# Seitenaufbau unter DSL fast 70 Sekunden



## Robinson (21. Juni 2004)

Hallo an Alle !

Ich habe nach einer Neu- Installation unter XP das Problem, dass beim Aufruf einer Seite ( schon bei der Startseite ! ) der Seitenaufbau etwa 60 Sekunden dauert. Ich nutze freenet- DSL , das Fritz!

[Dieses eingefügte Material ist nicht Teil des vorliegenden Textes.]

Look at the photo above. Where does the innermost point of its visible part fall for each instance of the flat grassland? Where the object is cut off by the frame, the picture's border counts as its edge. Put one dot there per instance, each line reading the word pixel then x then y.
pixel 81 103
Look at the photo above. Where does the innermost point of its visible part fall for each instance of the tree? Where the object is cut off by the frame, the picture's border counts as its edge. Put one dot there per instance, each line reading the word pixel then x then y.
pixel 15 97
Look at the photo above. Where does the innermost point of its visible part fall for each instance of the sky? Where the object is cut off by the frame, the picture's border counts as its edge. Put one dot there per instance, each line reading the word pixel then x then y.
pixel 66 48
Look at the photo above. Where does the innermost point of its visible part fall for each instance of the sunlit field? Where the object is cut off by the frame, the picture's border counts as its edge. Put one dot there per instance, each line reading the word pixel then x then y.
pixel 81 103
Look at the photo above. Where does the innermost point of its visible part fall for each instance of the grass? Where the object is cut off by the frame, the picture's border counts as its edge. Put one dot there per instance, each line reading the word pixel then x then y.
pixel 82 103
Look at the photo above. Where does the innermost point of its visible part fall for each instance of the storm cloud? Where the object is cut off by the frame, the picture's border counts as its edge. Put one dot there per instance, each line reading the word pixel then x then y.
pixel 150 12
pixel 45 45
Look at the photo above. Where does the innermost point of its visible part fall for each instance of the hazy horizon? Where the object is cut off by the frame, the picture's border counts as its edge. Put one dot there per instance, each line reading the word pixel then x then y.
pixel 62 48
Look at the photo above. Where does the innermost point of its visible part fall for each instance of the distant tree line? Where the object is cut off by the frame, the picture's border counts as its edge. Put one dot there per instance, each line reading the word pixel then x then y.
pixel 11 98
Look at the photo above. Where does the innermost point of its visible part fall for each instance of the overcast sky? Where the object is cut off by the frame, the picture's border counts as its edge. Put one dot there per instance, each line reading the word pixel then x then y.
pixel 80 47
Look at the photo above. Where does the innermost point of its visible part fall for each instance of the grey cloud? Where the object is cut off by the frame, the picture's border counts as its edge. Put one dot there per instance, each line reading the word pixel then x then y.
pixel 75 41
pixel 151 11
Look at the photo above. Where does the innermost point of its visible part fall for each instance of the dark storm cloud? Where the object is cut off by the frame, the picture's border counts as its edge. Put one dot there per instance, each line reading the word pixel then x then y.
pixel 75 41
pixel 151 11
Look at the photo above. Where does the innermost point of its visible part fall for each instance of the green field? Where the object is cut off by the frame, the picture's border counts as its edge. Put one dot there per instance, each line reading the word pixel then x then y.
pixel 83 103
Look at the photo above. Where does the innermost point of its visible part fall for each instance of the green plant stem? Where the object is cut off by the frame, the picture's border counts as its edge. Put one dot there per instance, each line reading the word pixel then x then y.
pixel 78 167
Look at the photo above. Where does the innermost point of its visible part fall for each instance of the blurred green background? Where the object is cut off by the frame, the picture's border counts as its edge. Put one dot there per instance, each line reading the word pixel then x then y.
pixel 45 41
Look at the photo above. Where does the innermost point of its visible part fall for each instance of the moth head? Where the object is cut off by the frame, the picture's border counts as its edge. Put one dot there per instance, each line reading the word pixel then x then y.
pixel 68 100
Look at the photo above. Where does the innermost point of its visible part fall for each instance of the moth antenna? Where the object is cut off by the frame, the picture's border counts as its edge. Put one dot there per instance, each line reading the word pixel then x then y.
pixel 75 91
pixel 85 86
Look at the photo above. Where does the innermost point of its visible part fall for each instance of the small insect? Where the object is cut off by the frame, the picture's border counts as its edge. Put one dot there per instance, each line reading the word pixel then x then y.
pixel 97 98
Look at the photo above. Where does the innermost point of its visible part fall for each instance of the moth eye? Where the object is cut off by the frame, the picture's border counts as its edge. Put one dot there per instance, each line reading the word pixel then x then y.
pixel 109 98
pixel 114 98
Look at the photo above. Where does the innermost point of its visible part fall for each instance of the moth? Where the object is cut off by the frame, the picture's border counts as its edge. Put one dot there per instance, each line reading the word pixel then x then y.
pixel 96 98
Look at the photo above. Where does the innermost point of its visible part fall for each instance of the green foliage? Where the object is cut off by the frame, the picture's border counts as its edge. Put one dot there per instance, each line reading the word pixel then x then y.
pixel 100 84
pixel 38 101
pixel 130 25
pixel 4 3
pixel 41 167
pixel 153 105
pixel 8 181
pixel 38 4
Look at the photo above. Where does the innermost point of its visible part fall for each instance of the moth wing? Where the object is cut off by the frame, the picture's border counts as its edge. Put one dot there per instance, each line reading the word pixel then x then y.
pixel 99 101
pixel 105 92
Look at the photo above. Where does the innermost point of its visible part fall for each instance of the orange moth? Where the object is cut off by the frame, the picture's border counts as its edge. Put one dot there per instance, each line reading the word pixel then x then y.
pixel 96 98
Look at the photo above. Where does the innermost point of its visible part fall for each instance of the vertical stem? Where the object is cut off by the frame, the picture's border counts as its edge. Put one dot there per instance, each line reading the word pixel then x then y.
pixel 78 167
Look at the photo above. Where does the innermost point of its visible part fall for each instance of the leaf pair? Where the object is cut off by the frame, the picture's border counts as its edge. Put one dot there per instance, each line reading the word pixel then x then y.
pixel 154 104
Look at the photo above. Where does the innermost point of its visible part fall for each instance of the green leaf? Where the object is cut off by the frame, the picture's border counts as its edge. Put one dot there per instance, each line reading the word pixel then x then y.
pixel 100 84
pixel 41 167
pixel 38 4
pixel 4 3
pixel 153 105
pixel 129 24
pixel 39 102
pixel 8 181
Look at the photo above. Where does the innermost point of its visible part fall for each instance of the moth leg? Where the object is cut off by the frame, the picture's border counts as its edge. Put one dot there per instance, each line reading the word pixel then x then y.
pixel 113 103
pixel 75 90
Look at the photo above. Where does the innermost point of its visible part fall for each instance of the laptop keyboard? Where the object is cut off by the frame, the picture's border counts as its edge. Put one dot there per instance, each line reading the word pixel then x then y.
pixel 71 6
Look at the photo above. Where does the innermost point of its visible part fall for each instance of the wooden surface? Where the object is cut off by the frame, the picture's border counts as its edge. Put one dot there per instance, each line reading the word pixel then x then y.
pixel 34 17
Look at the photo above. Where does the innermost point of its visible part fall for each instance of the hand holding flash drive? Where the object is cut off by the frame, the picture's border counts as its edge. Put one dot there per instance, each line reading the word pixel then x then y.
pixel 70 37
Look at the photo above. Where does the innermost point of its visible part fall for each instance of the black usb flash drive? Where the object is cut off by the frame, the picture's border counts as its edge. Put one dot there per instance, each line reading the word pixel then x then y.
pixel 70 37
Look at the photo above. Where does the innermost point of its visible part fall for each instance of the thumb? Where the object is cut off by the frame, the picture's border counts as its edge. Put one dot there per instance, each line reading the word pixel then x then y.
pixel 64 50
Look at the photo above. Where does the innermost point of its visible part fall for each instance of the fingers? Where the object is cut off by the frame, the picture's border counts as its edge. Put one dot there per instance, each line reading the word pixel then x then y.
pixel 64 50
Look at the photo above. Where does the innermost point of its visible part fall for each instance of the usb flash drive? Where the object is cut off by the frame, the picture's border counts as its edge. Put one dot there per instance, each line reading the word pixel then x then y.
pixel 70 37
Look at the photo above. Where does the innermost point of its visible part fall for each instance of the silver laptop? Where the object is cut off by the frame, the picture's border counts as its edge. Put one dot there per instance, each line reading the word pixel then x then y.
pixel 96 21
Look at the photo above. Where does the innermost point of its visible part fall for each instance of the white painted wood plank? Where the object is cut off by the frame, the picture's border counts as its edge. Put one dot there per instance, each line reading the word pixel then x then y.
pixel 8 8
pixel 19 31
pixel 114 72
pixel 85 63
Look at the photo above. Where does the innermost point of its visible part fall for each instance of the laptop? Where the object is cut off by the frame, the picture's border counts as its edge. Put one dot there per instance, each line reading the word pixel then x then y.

Modem DSL USB an einem P III 700.
Dies Phänomen ist neu. 
Auch jeglicher Seitenwechsel, Seiten- Neuaufbau oder auch bei einer weiteren Instanz des IE 6 setzt sich das Problem fort. 
Ein etwaiger Download von Daten oder Dateien geschieht dagegen ausgesprochen zügig. 
Konflikte oder nicht korrekte Zuordnungen von DLL´s oder Treibern konnte ich nicht feststellen.

Ich würde mich freuen, wenn Jemand von Euch Rat wüsste !

Dies ist meine erste Anfrage im Forum; für Kritik am Beitrag bin ich offen !

Danke !                                                             -  Robinson -


----------



## boesewicht (21. Juni 2004)

Mahlzeit ! 

lass erstmal nen Virenscanner drüber laufen ( http://www.free-av.de/antivirus/allinoned.html ist ne ganz gute Wahl  ) und danach noch Addaware (http://www.lavasoft.de ).
Dann würd ich mal nen großen, schnellen Server anpingen ( in die Konsole einfach mal "ping http://www.heise.de" eingeben ) und schreiben was als Ergebniss kommt. An nem vollen Temporary Internet Files Ordner kann es glaub ich nicht liegen, würd den aber auch mal leeren (zu finden unter "Extras" -> "Internetoptionen" -> Temporäre Internetdateien -> Dateien löschen...

schreib dann mal obs ging


----------



## JensG (21. Juni 2004)

Hallo Robinson,

falls der ping in einer akzeptablen Zeit funktioniert
aber der Seitenaufbau sehr lange dauert überprüfe
mal den MTU Wert deiner DSL Verbindung.

Gruß
Jens


----------



## Robinson (22. Juni 2004)

*Seitenaufbau fast 70 Sekunden*

Hallo Boesewicht,
Hallo JensG,

Ich habe Eure Tips probiert ; hier die Ergebnisse:

Viren- Prüfung: kein Befund
Spyware o.ä.   : keine gefunden

Ping at http://www.heise.de   :   69ms / 71ms / 73ms / 71ms

MTU- Wert : 1454 , empfohlene Vorgabe von freenet, mit TCPOptimize geprüft und
für gut befunden.

Fazit :  IMMER NOCH DIE GLEICHE SCH***** ! ! !

Danke Euch Beiden trotzdem für Eure schnellen Antworten !

* * * W E R  W E I S S  NO C H  R A T ? * * *


----------



## gothic ghost (22. Juni 2004)

> 69ms / 71ms / 73ms / 71ms


Der Upstream ist ja bescheiden (59-62 möglichst bei allen 4 ist normal),
welche USB-Treiber/Version benutzt du, von Microsoft oder Fritz?


----------



## Robinson (24. Juni 2004)

Hallo, Gothic Ghost !

Dank Dir für Deine Hilfsbereitschaft.

Der usb - Treiber ist von Microsoft v 5.1.2600.1106 vom 1.7.2001

Ich habe bereits auf Deinen Hinweis hin nach alternativen Treibern auf der Fritz! - CD gesucht. Dort wird aber nichts angeboten.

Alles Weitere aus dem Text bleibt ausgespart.